Basically, it's the same thing we can do with middlewares and filters but directly within MediatR, so they act as substitutes for adding a global error handler, or for example, caching in one of the handlers, etc.
Note: in the video, we'll go into more detail on this scenario, which is taken from this GitHub repository.
4 - The use of MediatR and the mediator pattern in companies
The implementation of the mediator pattern (like many other patterns) has sometimes gone to absolutely ridiculous extremes. Let me explain: I mentioned that the mediator is responsible for managing all these calls, which at first sounds great, but in practice, it's not always so good.
Although it's not the fault of the pattern or the library, but of how it's used.
We encounter projects where from a MediatR handler, another handler is called, because before returning information to the user, whatever that other handler does needs to be executed first.
So, for the previous image, we have something like the following:
As you can see, there's a red line crossing from one use case to another. Does this remind you of something? Yes! The first image we saw, where everything was interconnected—now even worse, because not only is everything tangled, but we also have MediatR in between.
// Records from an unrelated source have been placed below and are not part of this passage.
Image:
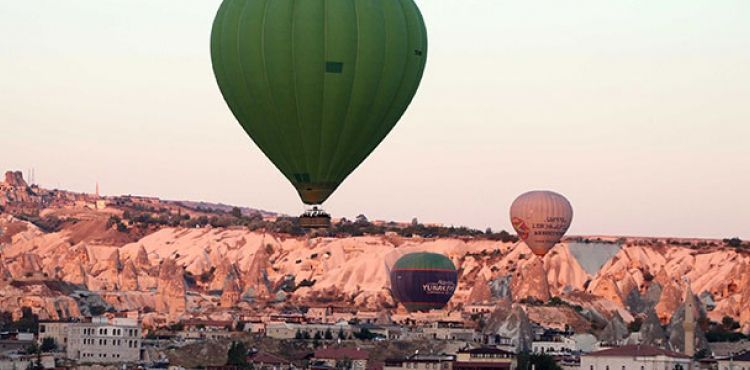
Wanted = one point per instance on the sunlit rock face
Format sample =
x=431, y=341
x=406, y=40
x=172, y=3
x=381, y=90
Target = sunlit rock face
x=208, y=271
In many cases, the new handler being called is only being used by the current handler, which means this logic shouldn't be in a handler but in a normal class.
But as I say, people push it to the extreme: "if it's not in a handler, it's wrong," and that assumption is ridiculous.
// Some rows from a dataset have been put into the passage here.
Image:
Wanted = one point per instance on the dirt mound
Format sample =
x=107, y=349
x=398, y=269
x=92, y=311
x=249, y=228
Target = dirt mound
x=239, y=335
I've worked for many years (and in many companies) and that means I've seen a lot in programming; having one handler call another can be a problem, but the most bizarre thing I've seen is a custom abstraction on top of MediatR that allows several generic types as input parameters. Of course, it doesn't stop there: the project was quite large, and there were handlers injecting 10 or 12 others, because as I say, implementations are pushed to ridiculous extremes. Everything ends up badly implemented, and what once helped now just makes things cumbersome.
Another very important point, which at first glance you might think is not a big problem, is that MediatR does not make code navigation easy. For example, when you publish an event, you can't hit F12 to see where that code goes; instead, you have to search for the event text in the project or search for usages. As I say, it's not a big problem if the project isn't huge and is well implemented, but in cases like the above, you can spend hours trying to find exactly what you're looking for.
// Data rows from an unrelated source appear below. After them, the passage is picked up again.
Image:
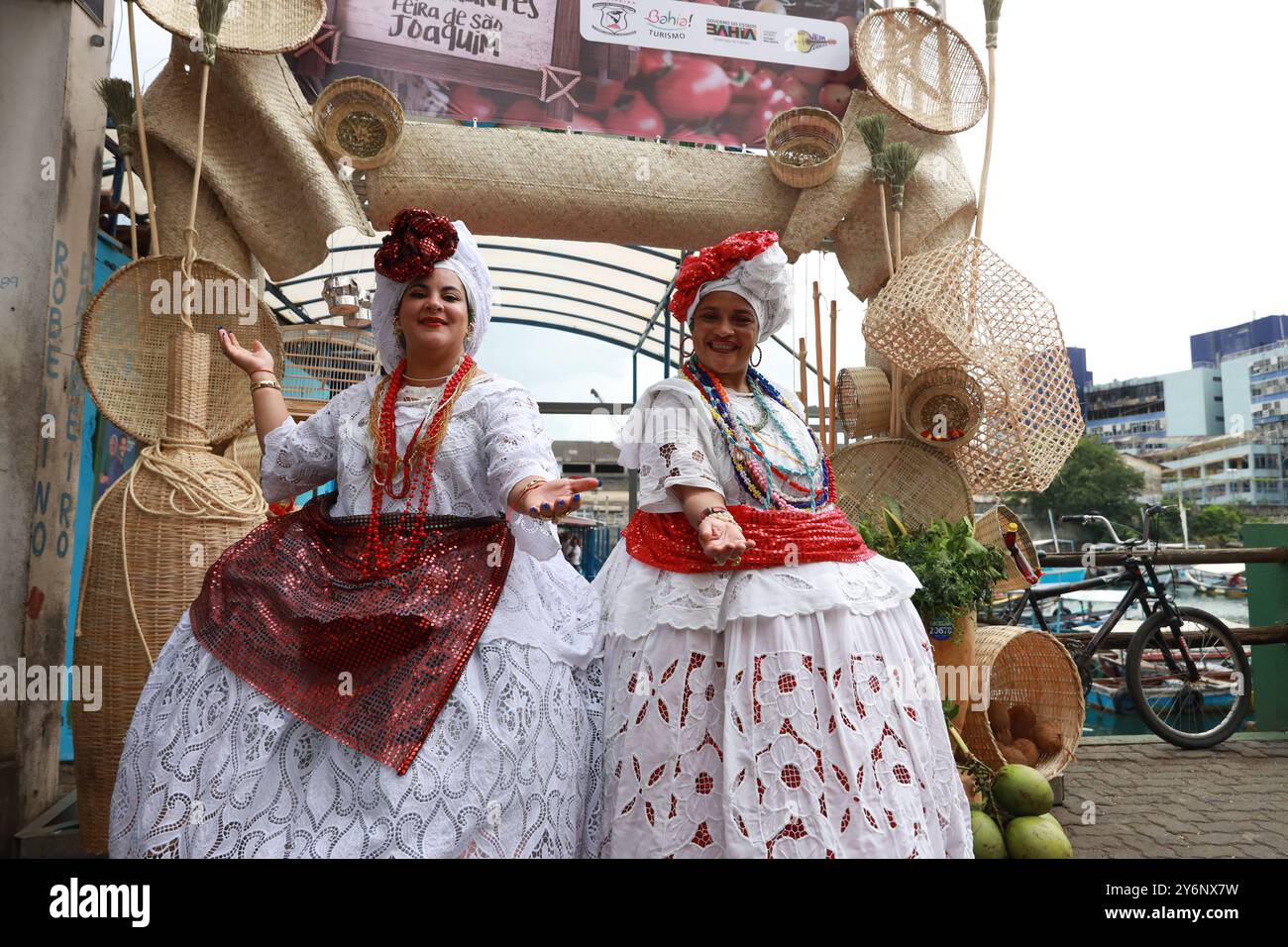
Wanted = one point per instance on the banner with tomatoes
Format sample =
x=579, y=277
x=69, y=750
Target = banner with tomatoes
x=715, y=71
I said this in a twitter post: I've never found a project where MediatR truly helps; in the end they all end up a mess of projects (csproj), excessive use of interfaces, SRP, and although I'm a fan, as always it's pushed to the absurd and various craziness that only end up overengineering code that should be much easier to read and understand.
Using MediatR or the mediator pattern, when implemented well, is wonderful. These implementations get derailed very quickly, making it hard to work with projects where this pattern is applied, so personally, even though I know its advantages, I tend to avoid using it.